La decisión, comunicada en conferencia de prensa por el presidente de la agrupación, Grover García, responde a “malos resultados electorales”, denuncias sin resolver de corrupción y señalamientos de deslealtad interna por parte del mandatario.
De acuerdo con la directiva del partido, la resolución implica la pérdida total de confianza hacia Arce y la ruptura formal entre el MAS y quien fue su máxima figura institucional.
“Hemos solicitado con varias notas que pueda regularizar esos desvíos y nunca regularizó hasta esta fecha y cabe informar por qué esos aportes nunca llegaron a las arcas del MAS”, sostuvo García.

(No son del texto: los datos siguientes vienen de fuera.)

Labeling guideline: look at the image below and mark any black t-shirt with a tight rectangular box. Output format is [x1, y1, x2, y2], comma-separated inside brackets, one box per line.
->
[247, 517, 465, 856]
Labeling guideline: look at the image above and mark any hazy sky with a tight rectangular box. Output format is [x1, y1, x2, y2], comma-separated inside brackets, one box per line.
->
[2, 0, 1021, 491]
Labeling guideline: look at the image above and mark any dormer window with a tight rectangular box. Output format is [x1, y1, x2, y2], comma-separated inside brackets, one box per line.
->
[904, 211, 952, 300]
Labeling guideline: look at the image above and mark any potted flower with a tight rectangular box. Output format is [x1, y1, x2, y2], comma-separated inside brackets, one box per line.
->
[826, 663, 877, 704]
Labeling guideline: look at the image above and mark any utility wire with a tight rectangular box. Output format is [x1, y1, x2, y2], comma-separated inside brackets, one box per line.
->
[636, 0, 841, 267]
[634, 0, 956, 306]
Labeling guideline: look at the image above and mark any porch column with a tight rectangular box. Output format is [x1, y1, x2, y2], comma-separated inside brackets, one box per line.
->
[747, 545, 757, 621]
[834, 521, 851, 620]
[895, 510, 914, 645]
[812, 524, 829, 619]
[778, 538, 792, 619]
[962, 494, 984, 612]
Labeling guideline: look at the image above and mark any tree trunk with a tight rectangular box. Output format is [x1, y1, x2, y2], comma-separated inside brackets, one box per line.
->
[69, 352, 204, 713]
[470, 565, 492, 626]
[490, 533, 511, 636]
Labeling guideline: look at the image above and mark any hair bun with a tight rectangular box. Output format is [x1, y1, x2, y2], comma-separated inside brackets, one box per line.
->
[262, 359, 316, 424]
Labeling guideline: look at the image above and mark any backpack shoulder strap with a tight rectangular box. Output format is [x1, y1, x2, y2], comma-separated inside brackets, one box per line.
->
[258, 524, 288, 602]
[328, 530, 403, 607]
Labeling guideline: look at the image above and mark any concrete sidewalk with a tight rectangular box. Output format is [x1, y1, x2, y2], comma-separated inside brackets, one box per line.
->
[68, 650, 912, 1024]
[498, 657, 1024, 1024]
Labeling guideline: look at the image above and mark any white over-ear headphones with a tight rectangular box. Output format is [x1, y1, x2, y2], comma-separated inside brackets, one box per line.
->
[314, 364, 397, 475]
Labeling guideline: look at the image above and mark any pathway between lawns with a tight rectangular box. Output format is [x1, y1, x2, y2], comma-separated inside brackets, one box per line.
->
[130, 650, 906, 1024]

El partido oficialista acusa a Arce de haber redireccionado fondos procedentes de contribuciones obligatorias que funcionarios públicos y militantes deben depositar regularmente para el financiamiento partidario.
La dirección del MAS remarcó que estas irregularidades, sumadas al insatisfactorio manejo de las denuncias de corrupción en la gestión pública, llevaron a una crisis de representación dentro del oficialismo.
“Rechazamos eso de forma contundente y por eso pedimos que el Ministerio Público pueda esclarecer las diferentes denuncias que se han presentado”, indicó García.
La fractura interna de lo que fue el bloque de izquierda mayoritario del país se agravó en los últimos dos años, marcada por el enfrentamiento entre el propio Arce y el ex presidente Evo Morales, sobre el rumbo del partido y la conducción estatal.
Durante la última campaña, García señaló que “se ha visto una traición en pleno proceso electoral” y responsabilizó a Arce de maniobras para perjudicar la candidatura oficialista encabezada por Eduardo del Castillo y Milan Berna.
Los comicios generales realizados el 17 de agosto dejaron a la formación con apenas el 3,17% de los votos, resultado que puso fin a casi dos décadas de gobiernos consecutivos del MAS y precipitó su debacle interna.